Bridging finance is a specialist form of short-term lending designed to assist homeowners in securing their dream home, construct new builds and buy land.

As it grows in popularity, more and more brokers are interested in offering it to their customers. But bridging isn’t a simple product, so it’s crucial brokers do their homework before entering this new space.

Over the past few years, bridging loans have moved into the mainstream as a way for people to secure short-term lending to meet a range of everyday needs. However, it is still a specialist, complex product and any broker thinking of incorporating bridging into their portfolio should choose their preferred lender carefully. Here, I give an overview of bridging finance and four things to tick off when you choose who to work with.

Bridging finance

A bridging loan is a form of short-term finance that – as the name suggests – helps borrowers bridge the gap, typically between the sale of something and the purchase of a new thing, such as selling a house and buying a new one, although it is often used for other reasons, as explained below.

Usually, though, bridging finance is often centred around a time window or a deadline. Generally speaking, the customer needs to raise finance quickly so they do not miss out on something – a dream home, for example.

In the wake of the credit crunch, some mainstream banks tightened up their lending criteria, meaning many people found themselves unable to source lending finance from high street names. This gave rise to a number of alternative lenders who directly specialise in bridging.

What people use bridging finance for

• buying a new home before the sale of their current one
• building a house, moving into it and selling their old house (to pay the loan back)
• buying land and building property – either to move into or sell.

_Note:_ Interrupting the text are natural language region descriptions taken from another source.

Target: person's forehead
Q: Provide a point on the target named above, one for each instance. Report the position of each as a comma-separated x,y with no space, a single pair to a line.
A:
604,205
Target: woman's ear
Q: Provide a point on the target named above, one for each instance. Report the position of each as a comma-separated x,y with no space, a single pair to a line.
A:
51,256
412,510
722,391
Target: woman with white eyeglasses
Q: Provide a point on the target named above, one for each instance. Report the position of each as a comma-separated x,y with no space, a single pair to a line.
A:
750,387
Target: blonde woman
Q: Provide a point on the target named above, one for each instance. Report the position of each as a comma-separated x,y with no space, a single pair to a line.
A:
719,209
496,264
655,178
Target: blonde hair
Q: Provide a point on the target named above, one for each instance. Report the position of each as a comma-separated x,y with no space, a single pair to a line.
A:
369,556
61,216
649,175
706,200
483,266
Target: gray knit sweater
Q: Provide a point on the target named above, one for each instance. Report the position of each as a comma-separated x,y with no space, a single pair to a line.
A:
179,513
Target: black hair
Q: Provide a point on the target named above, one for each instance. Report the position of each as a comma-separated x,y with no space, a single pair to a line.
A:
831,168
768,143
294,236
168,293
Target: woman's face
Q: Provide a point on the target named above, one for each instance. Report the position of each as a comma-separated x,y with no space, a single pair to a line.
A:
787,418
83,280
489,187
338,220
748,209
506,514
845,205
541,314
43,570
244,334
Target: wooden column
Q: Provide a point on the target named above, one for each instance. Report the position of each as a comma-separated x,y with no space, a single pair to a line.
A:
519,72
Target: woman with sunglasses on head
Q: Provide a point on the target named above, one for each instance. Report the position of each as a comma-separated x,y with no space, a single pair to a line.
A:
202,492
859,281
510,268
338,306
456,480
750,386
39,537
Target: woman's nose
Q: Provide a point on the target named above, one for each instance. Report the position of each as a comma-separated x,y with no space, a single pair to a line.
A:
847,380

Benefits of a bridging loan

• Speed – taking a bridging loan to buy a new property prior to the sale of the current one can be much faster than arranging a mortgage
• Need – bridging loans offer fast access to cash, which is crucial when a payment deadline needs to be met
• Flexibility – bridging lenders often specialise in supporting people with impaired credit, short work histories etc.

What should you look for in a bridging lender?

Speed and precision

As mentioned above, a key bridging USP is that they offer the customer swift access to finance. This is essential if they are, for example, to pay for a house in a very short space of time. So look for a bridging lender with a track record in delivering cases quickly. However, it’s important to note that speed should not be conflated with rushing a case through. The key is to find a lender that can offer a quick turnaround, but doesn’t sacrifice on diligence.

Experience in the industry

As a short-term financing solution, bridging finance is a form of specialist lending. It’s important, then, to work with a lender that knows bridging like the back of their hand – look for lenders with some years of experience or who’ve secured awards for their bridging work. These lenders will know the ins and outs of the industry much more than a traditional lender or a new entrant. Expert underwriters are crucial too – these guys help drive the cases through.

Focus on transparency

In a volatile economic world, honesty holds strong currency. Bridging finance is more complex than, say, a personal loan, so seek out a lender with a strong transparency-first approach. This means being open and honest about fees and charges, yes, but also things like complaints policies, how they assess deals, whether they’re directly funded etc. Openness builds trust, which leads me nicely on to my next point.

Relationship focused

In my experience, some of the most successful bridging deals come off because the parties involved are used to working with each other. They know how each other operate, the kinds of processes they use and the approach they take. This familiarity often results in an excellent result for the customer. If you meet with a lender and can see yourselves working together for a long time, they might just be the one for you.